If you’ve ever weighed the pros and cons of a situation, you’ve experienced a popular word phrase. The same can be said if you’ve ever bit off more than you could chew. While only a handful of phrases like this might come to mind, there are hundreds of them used commonly around the world each day.
So, if you’ve ever wondered why birds of a feather flock together, you’ve come to the right place. (Spoiler alert: It’s because birds stick with their own kind; it was first used in the mid-16th century and is “applied metaphorically to people who act in a similar way” according to Know Your Phrase.)

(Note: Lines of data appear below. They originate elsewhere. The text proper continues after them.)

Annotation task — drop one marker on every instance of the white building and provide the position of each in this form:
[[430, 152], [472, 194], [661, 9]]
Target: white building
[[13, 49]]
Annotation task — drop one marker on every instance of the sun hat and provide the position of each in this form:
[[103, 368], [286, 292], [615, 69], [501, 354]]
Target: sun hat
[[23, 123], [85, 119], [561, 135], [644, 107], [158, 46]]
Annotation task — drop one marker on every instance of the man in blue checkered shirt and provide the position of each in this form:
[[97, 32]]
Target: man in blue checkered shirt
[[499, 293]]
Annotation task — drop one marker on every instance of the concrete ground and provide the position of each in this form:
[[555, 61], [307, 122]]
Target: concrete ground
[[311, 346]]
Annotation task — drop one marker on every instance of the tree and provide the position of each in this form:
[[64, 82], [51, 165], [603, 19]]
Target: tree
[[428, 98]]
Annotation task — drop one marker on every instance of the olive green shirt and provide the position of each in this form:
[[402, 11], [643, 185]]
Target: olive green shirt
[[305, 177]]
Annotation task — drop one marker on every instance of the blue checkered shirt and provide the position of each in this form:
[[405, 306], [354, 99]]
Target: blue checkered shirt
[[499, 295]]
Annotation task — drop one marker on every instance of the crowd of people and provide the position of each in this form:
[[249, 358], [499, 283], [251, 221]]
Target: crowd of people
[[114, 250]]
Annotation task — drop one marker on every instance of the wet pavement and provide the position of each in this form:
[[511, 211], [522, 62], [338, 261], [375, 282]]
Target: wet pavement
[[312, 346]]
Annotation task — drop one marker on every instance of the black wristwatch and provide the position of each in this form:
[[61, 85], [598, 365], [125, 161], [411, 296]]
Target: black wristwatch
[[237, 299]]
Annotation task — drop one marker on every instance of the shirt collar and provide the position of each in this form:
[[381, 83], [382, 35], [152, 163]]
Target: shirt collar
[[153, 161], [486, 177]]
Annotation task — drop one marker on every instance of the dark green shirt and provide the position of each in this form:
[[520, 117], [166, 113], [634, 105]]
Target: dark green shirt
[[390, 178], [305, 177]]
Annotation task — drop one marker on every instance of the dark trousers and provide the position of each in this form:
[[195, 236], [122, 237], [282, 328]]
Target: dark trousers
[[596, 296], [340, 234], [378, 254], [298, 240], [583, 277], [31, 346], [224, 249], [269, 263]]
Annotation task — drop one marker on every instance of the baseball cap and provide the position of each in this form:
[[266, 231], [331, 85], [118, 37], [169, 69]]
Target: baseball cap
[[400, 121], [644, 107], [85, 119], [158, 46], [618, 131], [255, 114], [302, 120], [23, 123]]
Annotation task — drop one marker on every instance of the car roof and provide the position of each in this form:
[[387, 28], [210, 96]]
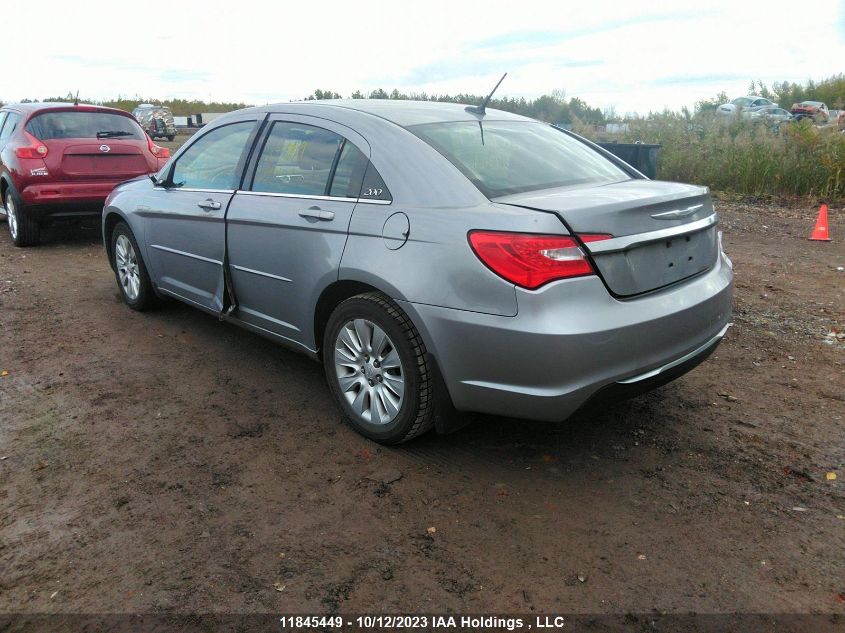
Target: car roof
[[401, 112], [31, 108]]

Common Phrases and Origins
Curiosity killed the cat – Cats are naturally curious creatures, and they will investigate a situation that interests them no matter how dangerous. This phrase seems to have come from an older expression: “Care killed the cat [which goes] back to at least the 16th century.” The curiosity part appeared in 1891 “in print from a book by James Allan Mair called Proverbs and Family Mottoes” (Know Your Phrase).
Hair of the dog – This comes from an old wives’ tale that suggests a person bitten by a rabid dog could be cured of rabies by consuming “a potion containing some of the dog’s hair” (Lexico). Today, it represents taking a drink of alcohol to cure a hangover. As Lexico explains, “no scientific evidence that the cure for either a hangover or rabies actually works.”

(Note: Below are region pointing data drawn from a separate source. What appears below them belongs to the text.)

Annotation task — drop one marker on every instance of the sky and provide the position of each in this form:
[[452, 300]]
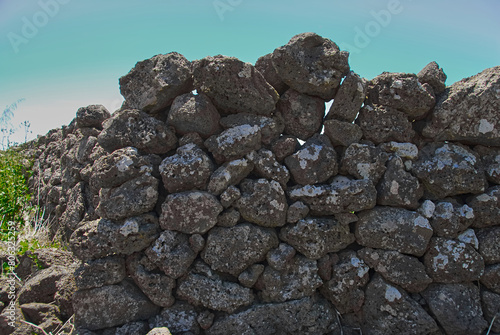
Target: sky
[[59, 55]]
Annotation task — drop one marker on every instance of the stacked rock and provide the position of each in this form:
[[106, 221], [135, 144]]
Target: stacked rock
[[220, 199]]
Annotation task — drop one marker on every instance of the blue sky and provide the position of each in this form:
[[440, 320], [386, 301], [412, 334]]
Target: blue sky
[[60, 55]]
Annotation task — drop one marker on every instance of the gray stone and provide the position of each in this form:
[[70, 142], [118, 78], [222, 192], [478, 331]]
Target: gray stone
[[100, 272], [154, 83], [489, 244], [190, 168], [403, 270], [234, 143], [314, 238], [132, 198], [403, 92], [315, 162], [398, 187], [192, 113], [468, 111], [448, 169], [192, 212], [300, 279], [394, 229], [110, 306], [262, 202], [342, 133], [349, 98], [134, 128], [389, 310], [232, 250], [172, 253], [234, 86], [303, 114], [311, 64], [450, 261], [447, 301], [343, 195], [228, 174]]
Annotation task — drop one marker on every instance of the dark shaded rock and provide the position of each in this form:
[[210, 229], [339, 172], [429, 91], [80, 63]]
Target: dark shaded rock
[[394, 229], [314, 238], [447, 301], [265, 66], [303, 114], [402, 91], [403, 270], [468, 111], [448, 169], [315, 162], [381, 124], [398, 187], [234, 143], [433, 75], [101, 238], [134, 128], [342, 133], [348, 99], [300, 279], [230, 173], [91, 116], [110, 306], [486, 207], [364, 161], [450, 261], [311, 315], [192, 113], [154, 83], [192, 212], [172, 253], [234, 249], [311, 64], [188, 169], [489, 244], [344, 289], [343, 195], [132, 198], [262, 202], [234, 86], [96, 273], [389, 310]]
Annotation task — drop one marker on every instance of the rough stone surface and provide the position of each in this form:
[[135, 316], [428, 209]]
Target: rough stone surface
[[311, 64], [154, 83], [190, 168], [314, 238], [390, 310], [394, 229], [192, 113], [403, 270], [262, 202], [234, 86], [134, 128], [449, 261], [192, 212], [448, 169], [315, 162], [303, 114], [457, 308], [468, 111], [232, 250]]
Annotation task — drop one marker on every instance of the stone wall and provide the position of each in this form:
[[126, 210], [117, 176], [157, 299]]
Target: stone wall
[[223, 199]]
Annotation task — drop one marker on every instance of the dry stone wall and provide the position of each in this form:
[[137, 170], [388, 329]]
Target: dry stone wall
[[220, 199]]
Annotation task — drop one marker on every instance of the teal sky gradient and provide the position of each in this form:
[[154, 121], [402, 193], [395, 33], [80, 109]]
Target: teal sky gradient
[[77, 57]]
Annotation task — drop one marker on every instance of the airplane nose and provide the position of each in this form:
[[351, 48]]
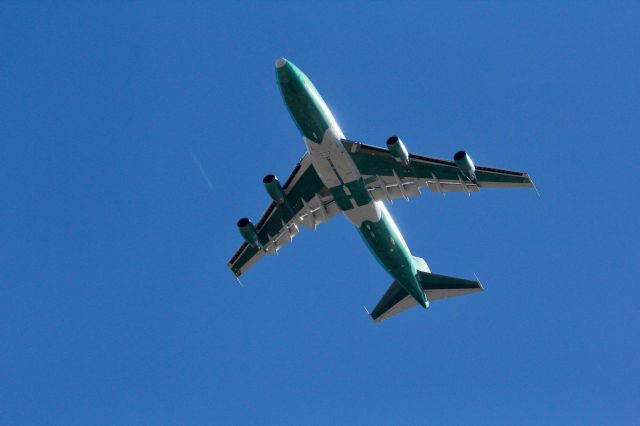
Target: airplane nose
[[285, 71]]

There’s no I in team – Know Your Phrase reports that “this phrase is frequently used by coaches, players, and even newspaper writers to imply how victory is achieved not by any single individual, but through the players coordinating their efforts together.” Its earliest use was in the 1960s.
How do you like them apples? – No, this didn’t originate in the movie Good Will Hunting. According to the Early Sports and Pop Culture History Blog, it’s likely that this phrase dates back to WWI and “relates to the use of grenades and mortars against enemy positions; perhaps as a mocking, rhetorical question shouted after launching or tossing grenades at the enemy.”